I keep hearing people talk about hitting the bottom of this recession, and the bounce back that is happening. Fortunately, here in Austin, Texas, things never got as bad as they did in other parts of the country, like Detroit, or other parts of the world, like Iceland. I guess all economies, like politics, are local. Except when they're global.

As we near the end of the 2009 Atlantic hurricane season, it's hard to know if the storm has blown over, or if we're just sitting in the eye. As I wrote in this post, I keep thinking that confidence has a lot to do with our situation. If people feel like we are in a crisis, we will act like it, which will hasten the crisis, and a vicious circle begins. If we don't, then consumer spending and reasonable saving will continue, and we will avoid, or at least postpone, a crisis.

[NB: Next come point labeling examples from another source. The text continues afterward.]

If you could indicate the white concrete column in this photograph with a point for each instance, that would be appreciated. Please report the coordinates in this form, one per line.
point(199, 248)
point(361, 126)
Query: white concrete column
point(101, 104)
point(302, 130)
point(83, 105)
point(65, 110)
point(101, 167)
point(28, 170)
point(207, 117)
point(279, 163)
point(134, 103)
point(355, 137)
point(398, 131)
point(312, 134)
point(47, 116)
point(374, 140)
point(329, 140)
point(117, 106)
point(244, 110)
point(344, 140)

Either way, there are some fundamental personal risk management strategies we should all consider, such as eliminating all consumer debt, securing a long-term mortgage at a low fixed rate (a great hedge against inflation or hyperinflation), reasonable, though not excessive, cash reserves, retirement funds largely invested in Treasury issued Inflation Protected bonds (TIPS), and perhaps a modest amount in private equities, like stocks. The very best investment, though, is investment in our own personal health and knowledge, so that we can roll with the punches, adapt to whatever becomes the new working environment, and be happy doing it until we keel over, if need be, because there may be no such thing as "retirement" anymore, if the second wave of the storm is lurking.

Sunday, April 5, 2009

Hello, Goodbye

We finally closed on the sale of our old home, and concurrently closed on the purchase of our new one. It took 8 weeks and 11 weeks, respectively, after approval. This was one of those Scenes from the Recession moments. Well, not moments- more like months. And we were the lucky ones.

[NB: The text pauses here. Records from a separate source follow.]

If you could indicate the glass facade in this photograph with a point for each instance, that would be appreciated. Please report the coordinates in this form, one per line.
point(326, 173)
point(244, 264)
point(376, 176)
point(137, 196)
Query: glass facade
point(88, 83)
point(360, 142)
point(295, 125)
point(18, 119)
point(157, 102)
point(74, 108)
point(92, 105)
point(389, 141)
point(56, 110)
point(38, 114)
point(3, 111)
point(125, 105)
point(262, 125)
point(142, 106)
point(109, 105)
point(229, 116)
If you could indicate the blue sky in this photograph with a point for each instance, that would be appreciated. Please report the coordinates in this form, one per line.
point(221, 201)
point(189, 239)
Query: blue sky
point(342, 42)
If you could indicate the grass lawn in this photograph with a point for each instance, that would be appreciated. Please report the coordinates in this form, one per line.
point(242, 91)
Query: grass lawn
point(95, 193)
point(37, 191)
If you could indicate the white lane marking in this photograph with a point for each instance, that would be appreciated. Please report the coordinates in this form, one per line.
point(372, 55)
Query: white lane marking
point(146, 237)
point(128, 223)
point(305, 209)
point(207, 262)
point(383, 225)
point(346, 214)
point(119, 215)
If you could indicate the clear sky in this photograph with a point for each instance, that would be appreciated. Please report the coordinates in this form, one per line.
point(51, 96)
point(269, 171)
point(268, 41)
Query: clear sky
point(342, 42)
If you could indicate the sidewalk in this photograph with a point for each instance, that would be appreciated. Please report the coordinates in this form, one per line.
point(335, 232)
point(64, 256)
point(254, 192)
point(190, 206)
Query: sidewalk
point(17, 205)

Our old home was beautiful, less than 5 years old, and sitting on a half-acre, less than 15 minutes from downtown Austin, one of the hottest metros in the country. We listed it on the MLS through one of those DIY, flat-fee listing services, and it took four months to get an offer, more than double the "average" time on market (at least in days past; the average is skewing longer now). Our home was custom-built, weird configuration, so there were not any real comps, which contributed to the longer time on market. But, after the offer, it still took TWO MONTHS to close, and that despite the fact that our buyers had 10% down, strong credit, and affluent co-signers (their parents, who run successful businesses).

The closing kept getting pushed back due to piddly demands from lenders to produce this documentation or that documentation, then rejecting the loan at the last minute, forcing the lenders to shop at multiple lenders for the loan, after having been pre-approved.

"This is normal," their agent explained to us, wearily. "The housing market is fine here in Austin," he said. "But nobody can get loans." So supply is high, and demand is high, but the loans are scarce. Houses are sitting longer on the market, simply because lenders are too nervous to turn loose of the money to anyone but the highest-quality buyers, on the best-quality homes.

After breathing a sigh of relief when our deal finally closed, we then faced the exact same problem for the house we were buying: we had been pre-approved long ago, had 20% cash down payment, no debt (literally), good savings, and plenty of income. What's more, our house was a steal, a foreclosure flip that we had been pursuing for months. Because ours had liens against it, we had to wait to close, but even then, the date kept getting pushed back due to underwriting nit-picking.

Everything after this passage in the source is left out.